As I tried to explain in this column last week, there is a glaring paradox about the so-called “new Turkey.” I will remind readers and clarify what the concept of “new” means exactly, but one needs to have some basic familiarity with how the Justice and Development (AKP) and its supporters define the “old” Turkey.
The old Turkey, in their eyes, was a place where the economy was in shambles — with high inflation, chronic public deficits, poor municipal services and systemic corruption. Most importantly, the military, the guardians of the system, called the shots by toppling or pressuring civilian governments. And as far as foreign policy was concerned, they believed Turkey used to punch below its weight and had almost no regional soft power in the Middle East as a model of Muslim democracy.
Those who don’t buy the rosy picture of today rightly point out that the current state of Turkish democracy in this so-called new Turkey leaves a lot to be desired. Prime Minister Recep Tayyip Erdoğan’s understanding of democracy is indeed based on a simplistic and populist notion of winning elections. His majoritarian and electoral understanding comes at the expense of individual rights and liberties, an independent media and the freedoms of expression and association. The absence of rule of law as well as problems with the separation of the executive, legislative and judicial powers still condemns Turkey to a second-class category among democracies. This is why, under the populist and hegemonic style of Erdoğan, the old type of Turkish authoritarianism (dominated by the military) has been replaced by a “new” one based on the tyranny of the majority and the hegemony of Erdoğan.
What about the economic achievements of the new Turkey? Although it is hard to argue against the fact that the country is a more prosperous place compared to the 1990s, the latest corruption scandals clearly revealed that political networks of tender-fixing, influence-peddling, patronage and cronyism still plagues the Turkish system. Corruption is indeed still systemic in the new Turkey. It is also important to remember that the structural reforms that changed the “old” Turkey, dominated by state-owned enterprises under import substitution, came not with the AKP but thanks to the visionary leadership of Turgut Özal in the second half of the 1980s.

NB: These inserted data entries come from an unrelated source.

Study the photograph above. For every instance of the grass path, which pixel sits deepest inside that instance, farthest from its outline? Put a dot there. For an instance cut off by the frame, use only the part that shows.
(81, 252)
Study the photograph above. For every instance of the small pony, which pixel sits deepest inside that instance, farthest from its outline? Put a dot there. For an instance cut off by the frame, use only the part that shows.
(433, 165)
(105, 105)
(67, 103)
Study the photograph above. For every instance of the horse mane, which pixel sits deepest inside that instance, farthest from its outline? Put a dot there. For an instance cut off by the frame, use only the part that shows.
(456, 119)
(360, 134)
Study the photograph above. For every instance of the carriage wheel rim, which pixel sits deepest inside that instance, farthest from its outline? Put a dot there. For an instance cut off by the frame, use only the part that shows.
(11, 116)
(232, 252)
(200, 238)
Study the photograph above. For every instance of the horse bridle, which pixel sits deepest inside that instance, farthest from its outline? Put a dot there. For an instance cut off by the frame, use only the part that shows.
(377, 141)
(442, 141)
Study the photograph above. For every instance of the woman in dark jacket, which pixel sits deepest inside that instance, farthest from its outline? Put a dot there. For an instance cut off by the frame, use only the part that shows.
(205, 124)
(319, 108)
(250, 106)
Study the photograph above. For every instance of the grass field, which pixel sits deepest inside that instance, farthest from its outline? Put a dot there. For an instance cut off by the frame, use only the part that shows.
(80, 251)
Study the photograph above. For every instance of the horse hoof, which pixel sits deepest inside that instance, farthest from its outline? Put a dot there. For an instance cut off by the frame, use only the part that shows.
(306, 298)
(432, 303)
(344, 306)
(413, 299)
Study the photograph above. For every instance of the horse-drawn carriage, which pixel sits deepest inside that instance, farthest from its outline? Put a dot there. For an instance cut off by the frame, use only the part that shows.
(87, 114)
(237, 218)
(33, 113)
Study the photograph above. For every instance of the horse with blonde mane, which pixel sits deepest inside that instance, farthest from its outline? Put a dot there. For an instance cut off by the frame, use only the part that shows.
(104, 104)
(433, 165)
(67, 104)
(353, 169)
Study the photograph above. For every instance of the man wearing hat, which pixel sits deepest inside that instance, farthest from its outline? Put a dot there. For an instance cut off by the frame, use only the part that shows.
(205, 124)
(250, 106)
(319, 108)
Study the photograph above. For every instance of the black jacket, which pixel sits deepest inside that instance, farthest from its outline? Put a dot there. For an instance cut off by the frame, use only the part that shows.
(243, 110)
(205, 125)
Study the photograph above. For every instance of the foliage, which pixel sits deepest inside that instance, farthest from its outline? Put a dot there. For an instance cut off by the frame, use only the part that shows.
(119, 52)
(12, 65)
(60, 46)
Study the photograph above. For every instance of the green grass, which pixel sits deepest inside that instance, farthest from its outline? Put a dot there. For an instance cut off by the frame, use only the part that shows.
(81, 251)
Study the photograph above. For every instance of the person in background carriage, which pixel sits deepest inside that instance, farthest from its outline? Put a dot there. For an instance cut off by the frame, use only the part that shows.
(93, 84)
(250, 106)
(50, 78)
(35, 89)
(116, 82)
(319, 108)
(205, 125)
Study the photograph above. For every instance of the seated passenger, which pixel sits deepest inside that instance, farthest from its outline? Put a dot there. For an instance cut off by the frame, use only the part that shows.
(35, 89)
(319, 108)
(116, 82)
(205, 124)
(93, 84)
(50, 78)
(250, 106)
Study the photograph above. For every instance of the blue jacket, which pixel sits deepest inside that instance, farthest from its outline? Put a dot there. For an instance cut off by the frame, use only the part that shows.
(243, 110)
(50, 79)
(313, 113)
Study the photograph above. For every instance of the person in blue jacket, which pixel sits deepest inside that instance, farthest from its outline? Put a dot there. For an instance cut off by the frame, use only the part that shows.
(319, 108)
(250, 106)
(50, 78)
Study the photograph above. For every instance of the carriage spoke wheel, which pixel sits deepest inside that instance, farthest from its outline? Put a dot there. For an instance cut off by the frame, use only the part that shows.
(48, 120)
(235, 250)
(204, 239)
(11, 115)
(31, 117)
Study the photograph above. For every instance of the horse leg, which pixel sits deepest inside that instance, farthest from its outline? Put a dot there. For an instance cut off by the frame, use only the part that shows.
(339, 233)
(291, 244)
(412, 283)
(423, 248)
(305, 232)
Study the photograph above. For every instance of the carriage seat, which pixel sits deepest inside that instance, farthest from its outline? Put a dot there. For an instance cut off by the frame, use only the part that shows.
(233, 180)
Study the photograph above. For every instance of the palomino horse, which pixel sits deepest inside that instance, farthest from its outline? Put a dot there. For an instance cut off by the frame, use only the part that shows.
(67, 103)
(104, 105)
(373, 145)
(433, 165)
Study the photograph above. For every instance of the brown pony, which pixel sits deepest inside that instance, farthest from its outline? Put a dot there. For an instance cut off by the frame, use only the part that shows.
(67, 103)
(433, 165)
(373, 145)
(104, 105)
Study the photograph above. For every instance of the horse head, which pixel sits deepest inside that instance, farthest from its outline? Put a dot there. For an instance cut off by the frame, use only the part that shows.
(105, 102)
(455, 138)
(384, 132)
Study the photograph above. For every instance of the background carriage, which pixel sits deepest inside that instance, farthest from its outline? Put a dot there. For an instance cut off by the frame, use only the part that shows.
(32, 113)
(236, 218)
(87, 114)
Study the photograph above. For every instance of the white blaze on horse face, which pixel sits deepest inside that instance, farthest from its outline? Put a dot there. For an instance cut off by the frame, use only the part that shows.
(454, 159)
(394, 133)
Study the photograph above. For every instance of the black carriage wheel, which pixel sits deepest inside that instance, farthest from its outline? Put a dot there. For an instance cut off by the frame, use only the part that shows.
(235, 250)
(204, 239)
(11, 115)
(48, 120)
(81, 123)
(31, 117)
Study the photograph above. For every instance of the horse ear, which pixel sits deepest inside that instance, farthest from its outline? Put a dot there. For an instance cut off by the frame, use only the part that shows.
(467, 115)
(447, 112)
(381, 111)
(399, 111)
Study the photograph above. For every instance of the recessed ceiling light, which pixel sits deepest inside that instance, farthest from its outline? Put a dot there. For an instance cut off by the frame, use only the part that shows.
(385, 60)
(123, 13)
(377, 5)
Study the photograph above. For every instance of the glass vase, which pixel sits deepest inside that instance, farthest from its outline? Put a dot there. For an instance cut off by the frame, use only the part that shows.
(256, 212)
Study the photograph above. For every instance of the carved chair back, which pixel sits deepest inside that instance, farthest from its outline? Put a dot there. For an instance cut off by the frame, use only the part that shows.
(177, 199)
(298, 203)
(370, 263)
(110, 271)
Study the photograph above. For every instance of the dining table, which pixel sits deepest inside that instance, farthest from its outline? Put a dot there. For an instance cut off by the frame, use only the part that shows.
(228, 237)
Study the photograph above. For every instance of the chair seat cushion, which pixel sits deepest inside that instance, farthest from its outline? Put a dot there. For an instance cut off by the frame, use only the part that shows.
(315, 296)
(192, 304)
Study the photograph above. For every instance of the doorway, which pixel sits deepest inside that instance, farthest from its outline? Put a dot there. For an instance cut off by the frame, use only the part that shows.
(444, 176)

However, those who don’t buy the rosy picture of the new Turkey face an important dilemma. Why is an autocratic Erdoğan still the only hope for solving the Kurdish problem? Everyone agrees that the Kurdish problem is the most daunting challenge facing Turkish democracy. As argued last week, solving the Kurdish problem requires the opposite of what Erdoğan seems to provide: democracy, freedom of speech, rule of law, separation of powers, liberalism, decentralization of decision making and less patriarchal governing structures. The fact that Erdoğan is the best hope of fulfilling such a promise — by negotiating a peace process with the Kurdistan Workers’ Party (PKK) — is indeed a glaring paradox that requires explanation.
Some argue that the peace process with the Kurds is cosmetic, tactical and hollow. They believe Erdoğan calculated in a Machiavellian way that he needs the support of Kurds to get elected to the presidency and to change the system into a presidential one after the AKP wins the next parliamentary elections. But this is a highly risky strategy since winning the Kurdish vote also means losing a significant amount of support from Turkish nationalists — an important segment of the AKP base. Another way to analyze the paradox is to actually believe that Erdoğan is genuine in his willingness to solve the Kurdish problem by adopting a more Ottoman system of multiculturalism and decentralization, where the sultan delegates power to regions.
One should also not underestimate the fact that Erdoğan manages to identify with the victim narrative of the Kurds. He, after all, has a similar narrative of victimhood based on being a pious Muslim under secular Kemalist hegemony. What we may be witnessing in the new Turkey is a coalition of pious Muslims and Kurds taking their revenge on Kemalism. In that sense, the best way to analyze the new Turkey is to remain skeptical of the rosy picture and focus on what post-Kemalism will bring to the country in terms of solving the Kurdish question. The “newness” of Turkey can only be confirmed when a more democratic and multicultural Turkey does emerge and peacefully solves the Kurdish problem in a post-Kemalist context.